Question

# Phenylketonuria (PKU) is a disease that results from a recessive gene. Two normal parents produce a...

1. Phenylketonuria (PKU) is a disease that results from a recessive gene. Two normal parents produce a child with PKU. After determining the parents genotype and performing a cross, answer to the following questions: [3 pts – 1 A, 1 B, and 1 Punnett square.
1. What is the probability of that event?

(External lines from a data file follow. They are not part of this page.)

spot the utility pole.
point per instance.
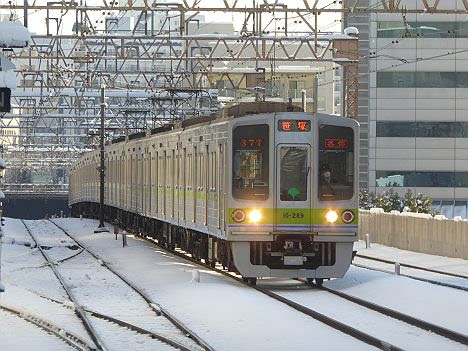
(102, 228)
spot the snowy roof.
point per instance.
(14, 35)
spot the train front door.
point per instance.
(293, 195)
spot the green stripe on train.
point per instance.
(293, 216)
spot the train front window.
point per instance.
(250, 162)
(294, 171)
(336, 163)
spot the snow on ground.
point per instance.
(446, 264)
(228, 315)
(436, 304)
(24, 267)
(18, 334)
(98, 289)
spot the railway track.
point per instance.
(423, 269)
(365, 337)
(444, 332)
(66, 336)
(92, 318)
(347, 329)
(335, 324)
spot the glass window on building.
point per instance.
(322, 103)
(399, 29)
(422, 129)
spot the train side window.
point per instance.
(336, 163)
(250, 164)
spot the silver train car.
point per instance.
(267, 194)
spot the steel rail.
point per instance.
(342, 327)
(65, 335)
(412, 266)
(425, 280)
(447, 333)
(140, 330)
(78, 309)
(154, 306)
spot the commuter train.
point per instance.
(262, 190)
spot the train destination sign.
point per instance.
(336, 143)
(251, 143)
(287, 125)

The probability is 1 out of 4 or 25% chance.

1. This couple wishes to have a large family and would like to have 5 children. What is the probability that the next 4 children won’t have PKU?

¼ * ¼ * ¼ * ¼ * ¼ = ? (I don't know if this is the direction to be going in)

Phenylketonuria (PKU) is inherited as autosomal recessive disorder

Let, A = Normal allele, a = Allele containing phenylketonuria trait

As both normal parents have a child with PKU, they must be heterozygous for this trait, i.e., Aa genotype. The cross between them is shown in below Punnett square.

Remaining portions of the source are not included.